Crawling Out of Debt For Good

Posted by Tim Stobbs on June 15, 2009

I’ve been having a long debate in my head.  Pay off the mortgage and be done with it or invest or do a bit of both.  The debate goes something like this: I could pay off the mortgage easier since interest rates are so low and interest rates are likely to rise in the future are rising so I could save that future debt load.  Or do I invest since interest rates are so low and try to get a better rate of return in the mean time and off set future interest costs.

Since my crystal ball is cracked and foggy I know I can’t know the future on this one.  In reality the debate is rather useless, both are good ideas.  Either way I’m investing for my future which is a good idea.  So once I realized the numbers don’t matter so much about this debate it got easy.  It’s really about what do I feel is the right way to go.

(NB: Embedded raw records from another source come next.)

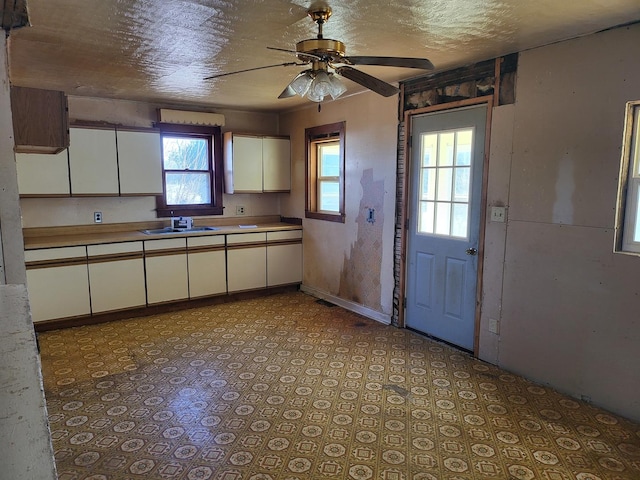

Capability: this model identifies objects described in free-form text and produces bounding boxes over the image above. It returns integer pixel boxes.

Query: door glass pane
[421,168,436,201]
[165,172,211,205]
[452,203,469,238]
[319,180,339,212]
[456,130,473,166]
[417,127,474,239]
[419,201,435,234]
[454,167,470,202]
[435,202,451,235]
[437,167,453,201]
[163,137,209,170]
[438,132,455,166]
[422,134,437,167]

So after a short discussion with my wife where she asked a few questions about either way I found out we are thinking the same way.  We have decided to kill off the mortgage over the next several years.  We will only been doing a bit this year as I still want to finish off my other goals for this year first and then at the start of 2010 we will kick the process into high gear.

Comments

5 Responses to “Crawling Out of Debt For Good”
  1. Guy Davis says:

    Why not do both? See your articles on the Smith Manoeuvre…

  2. Ben says:

    We used to put full 18% into RRSP’s, and the rest to the mortgage.

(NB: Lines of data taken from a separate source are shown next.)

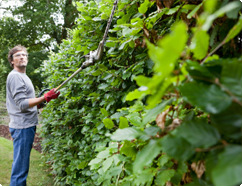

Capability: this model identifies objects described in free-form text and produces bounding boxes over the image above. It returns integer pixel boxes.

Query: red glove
[44,88,60,102]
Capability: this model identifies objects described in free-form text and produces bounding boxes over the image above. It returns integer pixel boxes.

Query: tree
[0,0,79,90]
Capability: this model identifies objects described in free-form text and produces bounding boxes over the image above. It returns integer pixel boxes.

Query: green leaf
[138,0,150,14]
[179,82,232,114]
[102,157,113,172]
[224,15,242,43]
[155,169,176,186]
[226,2,242,19]
[97,149,110,159]
[202,1,241,31]
[120,141,136,159]
[89,158,102,165]
[166,5,182,15]
[220,58,242,101]
[160,135,194,161]
[148,22,188,74]
[133,139,162,173]
[146,77,174,109]
[103,118,114,129]
[211,103,242,139]
[158,154,171,167]
[119,116,129,129]
[186,60,215,79]
[88,158,103,170]
[177,118,220,148]
[101,108,109,117]
[111,128,143,141]
[212,145,242,186]
[190,29,210,60]
[98,83,109,90]
[78,161,88,169]
[187,2,203,19]
[143,98,173,124]
[126,112,142,126]
[125,89,148,101]
[134,169,154,186]
[134,75,151,87]
[204,0,217,14]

    Now, it’s 8% into RRSP’s to get the company match, and mortgage with the rest. Bit of a no-brainer situation.

    I’m not entirely sure how I would direct the excess cashflow in the absence of the company match. I suspect I would continue to put away a nominal amount for retirement, even then.

    Like you say, don’t think it matters a lot either way. The probability of higher after-tax returns through investmenting is balanced against guaranteed return on mortgage reduction, and the “security” factor. The security factor has to have some value: less stress = live longer!

  3. Dave says:

    I believe you have made a wise, safe, guaranteed choice for this point in time.

    I know someone who is doing the ‘SM’ and boy they are in trouble now with the losses over the last 6+ months, and no one seems to be expecting the markets to be great performers over the next few years. They are truely in for the long haul now if my understanding of the the SM is correct.

    With rates on the rise in the next year or so, getting that mortgage principal down will save you more money in the future.

  4. chad says:

    100% agree with your choice
    can’t beat the guaranted investment which is your house
    lots of market volitility and who really know s what’s ahead for the markett ” smart people” are even all over the map where this markett is going
    green shoots turning into tumble weeds in a hurry.this markett is a ride that most people are going to get sea sick

  5. Canadian Dream says:

    Guy,

    I might do a SM, but not right away.

    Chad,

    Sea sick. Good choice of words, it does describe things well. Thanks for the support.